Pesca Artesanal em Cabo Verde: Declínio Ameaça Recursos Marinhos
A pesca artesanal em Cabo Verde está em declínio, com redução no volume e tamanho dos peixes. Práticas de pesca não sustentáveis, como a pesca semi-industrial, contribuem para o esgotamento dos recursos marinhos. A Síndrome do Deslocamento da Linha de Base afeta a percepção das comunidades locais sobre o estado dos ecossistemas.
A pesca artesanal desempenha um papel vital na segurança alimentar e subsistência de milhões de pessoas em todo o mundo, especialmente em países de baixa renda na África. No entanto, há uma falta significativa de dados estatísticos sobre a composição, abundância e distribuição dos recursos pesqueiros, o que é crucial para uma gestão eficaz.
Uma nova pesquisa, recentemente publicada na revista Marine Policy, documenta mudanças nas capturas da pesca artesanal, destacando um declínio significativo não apenas no volume das capturas, mas também no tamanho dos peixes de espécies locais-chave. Cientistas compilaram dados oficiais de desembarque de pescado e combinaram-nos com o conhecimento ecológico local de pescadores e peixeiras da ilha do Maio, em Cabo Verde, designada Reserva da Biosfera da UNESCO desde 2020.
"O monitoramento dos desembarques de pescado nos países da África Ocidental é limitado e subrepresenta as capturas a nível local, especialmente da pesca artesanal, criando lacunas de dados que dificultam uma gestão eficaz", afirma Thais Peixoto Macedo, pesquisadora do ICTA-UAB e autora principal do estudo, que explica que os relatos dos pescadores tradicionais revelaram tendências que são mal captadas nos registros oficiais. "Os resultados nesta área mostram-nos tendências que provavelmente ocorrerão noutras ilhas do arquipélago ou noutras zonas costeiras da África Ocidental e devem ser tidas em conta nos planos de gestão dos recursos marinhos."
As comunidades locais acreditam que certas práticas de pesca, como a pesca submarina com equipamento de mergulho e a pesca semi-industrial com redes de cerco e luzes noturnas, são os principais contribuintes para o declínio dos stocks de peixes. No caso da pesca semi-industrial, relatam que os navios pescam dentro da zona das três milhas náuticas e em áreas marinhas protegidas reservadas à pesca artesanal. As espécies mais relatadas como esgotadas incluem garoupas (garoupa escura, garoupa da ilha e garoupa africana) e pequenos peixes pelágicos como a cavala e a carapau-olho-grande. As lagostas-espinhosa e as lagostas-sapateira, particularmente visadas para abastecer as ilhas mais turísticas, também foram consideradas esgotadas.

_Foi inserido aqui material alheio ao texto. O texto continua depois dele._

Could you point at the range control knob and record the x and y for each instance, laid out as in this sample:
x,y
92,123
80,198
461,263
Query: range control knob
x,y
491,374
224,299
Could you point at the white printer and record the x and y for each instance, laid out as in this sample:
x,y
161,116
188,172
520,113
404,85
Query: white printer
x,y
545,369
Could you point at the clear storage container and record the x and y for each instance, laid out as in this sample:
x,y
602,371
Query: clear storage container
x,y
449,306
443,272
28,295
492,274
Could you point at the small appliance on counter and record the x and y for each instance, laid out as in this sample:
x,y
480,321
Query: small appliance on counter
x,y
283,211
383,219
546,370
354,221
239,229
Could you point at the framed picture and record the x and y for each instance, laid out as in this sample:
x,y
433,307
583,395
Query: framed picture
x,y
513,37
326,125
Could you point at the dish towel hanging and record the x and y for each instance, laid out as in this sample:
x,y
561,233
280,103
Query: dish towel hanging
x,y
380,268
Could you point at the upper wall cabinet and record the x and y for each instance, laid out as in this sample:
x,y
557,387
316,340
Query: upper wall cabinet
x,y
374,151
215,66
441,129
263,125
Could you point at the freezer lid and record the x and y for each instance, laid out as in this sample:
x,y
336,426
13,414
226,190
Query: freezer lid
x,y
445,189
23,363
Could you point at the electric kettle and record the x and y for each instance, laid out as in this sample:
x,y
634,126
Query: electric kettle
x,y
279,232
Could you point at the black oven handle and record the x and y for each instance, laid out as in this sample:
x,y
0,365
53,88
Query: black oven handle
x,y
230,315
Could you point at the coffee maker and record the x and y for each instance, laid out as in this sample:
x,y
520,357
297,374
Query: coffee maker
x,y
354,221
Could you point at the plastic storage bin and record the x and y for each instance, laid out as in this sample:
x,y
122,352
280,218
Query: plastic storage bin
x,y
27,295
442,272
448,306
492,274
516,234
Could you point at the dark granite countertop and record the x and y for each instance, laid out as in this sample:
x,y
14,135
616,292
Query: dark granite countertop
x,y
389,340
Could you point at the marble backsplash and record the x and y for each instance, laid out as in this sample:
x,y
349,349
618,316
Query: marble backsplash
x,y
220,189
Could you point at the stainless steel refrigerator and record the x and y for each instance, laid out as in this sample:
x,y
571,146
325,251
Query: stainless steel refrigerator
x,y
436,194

"Segundo os pescadores locais, o declínio dos pequenos peixes pelágicos devido à pesca costeira semi-industrial está a afetar negativamente as capturas artesanais de grandes espécies pelágicas, como o atum-albacora e o albacora-voadeira, uma espécie comercial importante para os mercados locais e internacionais", afirma Benalsy Varela, funcionário do FMB que contribuiu para o estudo.
A pesquisa destaca um fenómeno conhecido como "Síndrome do Deslocamento da Linha de Base", em que as pessoas ajustam gradualmente a sua percepção do que é saudável ou natural a uma nova realidade, esquecendo as condições passadas e aceitando-a como a "nova normalidade". Os pescadores mais jovens relataram capturas e tamanhos de peixe menores do que as gerações mais velhas, mas uma maior proporção do grupo mais jovem acredita que os stocks de peixe não estão em declínio.